[Aisa.circuli] Scholarship should be open, inclusive and slo…

Delete this message

Reply to this message
Author: Daniela Tafani
Date:  
To: aisa.circuli@inventati.org
Subject: [Aisa.circuli] Scholarship should be open, inclusive and slow
Scholarship should be open, inclusive and slow
<https://medium.com/@emilymenonbender?source=post_page-----15ab6ce1d74c-------------------------------->

Emily M. Bender


[...]


There are two values in this debate that I think have broad, though perhaps not universal, agreement:


Scholarship should be open: The results of scientific and other scholarly work should be accessible to the broad public, and not locked up behind paywalls. This is important for both the goal of scholarship (often publicly funded) benefiting society and the goal of research communities becoming more diverse.

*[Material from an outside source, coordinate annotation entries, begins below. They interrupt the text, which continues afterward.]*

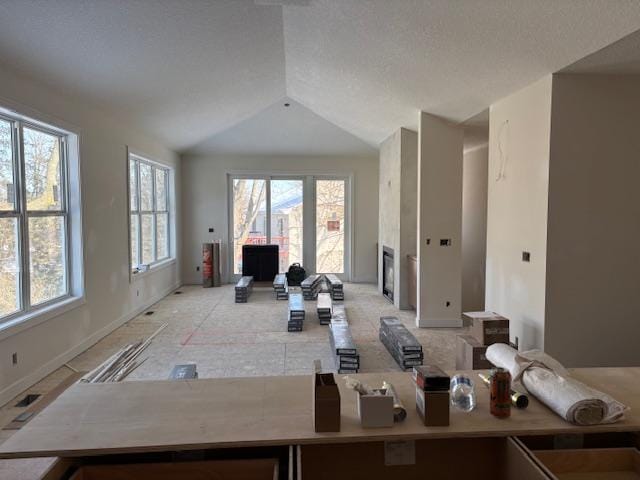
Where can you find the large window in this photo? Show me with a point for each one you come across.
(275, 209)
(35, 244)
(149, 205)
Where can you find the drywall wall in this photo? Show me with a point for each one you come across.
(205, 203)
(397, 201)
(474, 227)
(110, 297)
(439, 220)
(519, 130)
(593, 259)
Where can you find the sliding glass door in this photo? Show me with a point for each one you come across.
(275, 210)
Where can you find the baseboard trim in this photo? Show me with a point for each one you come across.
(26, 382)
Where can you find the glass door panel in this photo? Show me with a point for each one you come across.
(330, 219)
(286, 220)
(249, 210)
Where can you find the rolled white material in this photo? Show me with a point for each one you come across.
(547, 380)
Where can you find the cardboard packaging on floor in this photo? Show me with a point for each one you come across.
(326, 401)
(490, 329)
(375, 411)
(470, 354)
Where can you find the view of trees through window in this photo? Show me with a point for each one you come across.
(149, 203)
(32, 214)
(285, 214)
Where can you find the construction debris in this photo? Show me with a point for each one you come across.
(296, 312)
(324, 308)
(121, 363)
(335, 287)
(400, 342)
(281, 287)
(343, 347)
(244, 287)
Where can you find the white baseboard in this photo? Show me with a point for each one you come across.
(26, 382)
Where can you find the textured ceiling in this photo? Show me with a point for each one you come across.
(280, 130)
(185, 70)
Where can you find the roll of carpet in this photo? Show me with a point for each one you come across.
(547, 380)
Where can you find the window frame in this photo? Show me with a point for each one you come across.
(139, 159)
(22, 215)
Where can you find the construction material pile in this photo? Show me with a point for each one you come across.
(400, 342)
(280, 287)
(244, 287)
(335, 287)
(311, 286)
(121, 363)
(343, 347)
(296, 312)
(324, 308)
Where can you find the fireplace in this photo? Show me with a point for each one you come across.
(387, 272)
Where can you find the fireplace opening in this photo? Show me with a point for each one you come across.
(387, 272)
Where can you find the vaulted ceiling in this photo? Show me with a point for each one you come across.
(187, 70)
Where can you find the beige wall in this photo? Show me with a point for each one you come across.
(397, 200)
(593, 259)
(519, 130)
(474, 227)
(110, 298)
(439, 217)
(204, 194)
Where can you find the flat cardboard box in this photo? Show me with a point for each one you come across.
(490, 329)
(470, 354)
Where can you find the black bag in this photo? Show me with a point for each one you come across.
(296, 275)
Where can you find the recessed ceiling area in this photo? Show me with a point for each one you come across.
(186, 71)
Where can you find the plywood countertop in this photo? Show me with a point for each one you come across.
(144, 416)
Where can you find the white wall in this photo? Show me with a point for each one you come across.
(593, 259)
(205, 198)
(474, 227)
(439, 217)
(110, 298)
(519, 129)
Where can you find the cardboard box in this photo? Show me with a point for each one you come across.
(490, 329)
(325, 402)
(375, 410)
(433, 408)
(470, 354)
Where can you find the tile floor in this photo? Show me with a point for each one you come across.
(226, 339)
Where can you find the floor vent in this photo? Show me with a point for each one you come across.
(28, 400)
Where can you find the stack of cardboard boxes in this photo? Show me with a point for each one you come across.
(487, 328)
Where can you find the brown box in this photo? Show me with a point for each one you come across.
(490, 329)
(470, 354)
(433, 408)
(326, 402)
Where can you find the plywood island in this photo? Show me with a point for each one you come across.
(262, 427)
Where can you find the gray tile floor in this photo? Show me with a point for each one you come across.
(226, 339)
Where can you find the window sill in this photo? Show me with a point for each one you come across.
(31, 319)
(135, 276)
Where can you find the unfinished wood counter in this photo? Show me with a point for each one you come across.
(156, 416)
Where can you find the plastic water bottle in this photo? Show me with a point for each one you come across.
(463, 396)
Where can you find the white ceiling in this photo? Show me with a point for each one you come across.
(280, 130)
(186, 70)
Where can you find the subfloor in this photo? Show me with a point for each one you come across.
(226, 339)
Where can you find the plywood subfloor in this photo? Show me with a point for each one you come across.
(226, 339)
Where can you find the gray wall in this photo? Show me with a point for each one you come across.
(593, 254)
(205, 203)
(474, 227)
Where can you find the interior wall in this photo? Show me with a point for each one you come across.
(110, 297)
(439, 216)
(205, 203)
(474, 227)
(397, 201)
(518, 172)
(593, 258)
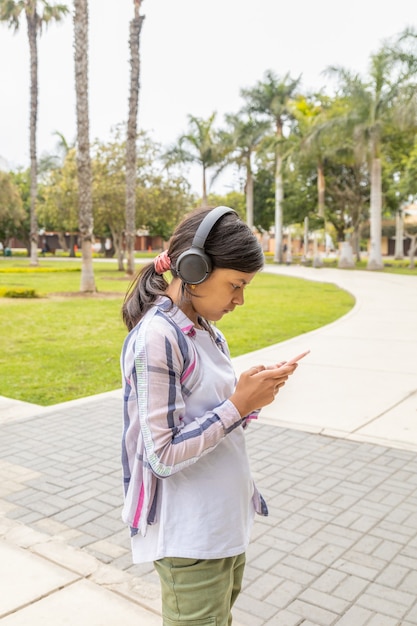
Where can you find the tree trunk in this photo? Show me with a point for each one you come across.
(85, 201)
(118, 248)
(399, 235)
(321, 189)
(279, 195)
(249, 198)
(134, 41)
(204, 202)
(32, 26)
(375, 255)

Scholarship should be inclusive: A diverse research community does better research because it benefits from more perspectives AND no one should be prevented from participating in the research they want to do because of racism, sexism, ableism, classism, xenophobia, etc. (We are a long way from achieving this goal.)

A third value I think is less widely held, but it is important to me and I hope many others:


Scholarship should be slow: We engage in science and other scholarship to learn about our world and to serve our communities. In the best cases, we develop and substantiate new ideas firmly rooted in what has gone before and our new ideas respond to and uplift human values.

If we are under constant pressure to churn papers out quickly — either to appease the bean counters’ publication metrics or to lay claim to being the first to have some idea (or even less meaningfully, to being the first to hit some high water mark on some leaderboard) — we don’t have time to:

* Thoroughly understand how our work connects to what has gone before;
* Explore the ethical implications of our work, including seeking input from impacted people and groups as necessary;
* Engage in research that crosses disciplinary boundaries, which requires building understanding across diverse vantage points;
* Perform thorough and careful evaluation (including error analysis);
* Provide and maintain infrastructure for genuine reproducibility.

(Fast scholarship also tends to be uninclusive, being accessible primarily to those who can drop everything in pursuit of deadlines and likely therefore don’t have caregiving responsibilities, community mutual aid commitments, disabilities or language barriers, and probably do have a wife at home to look after their needs.)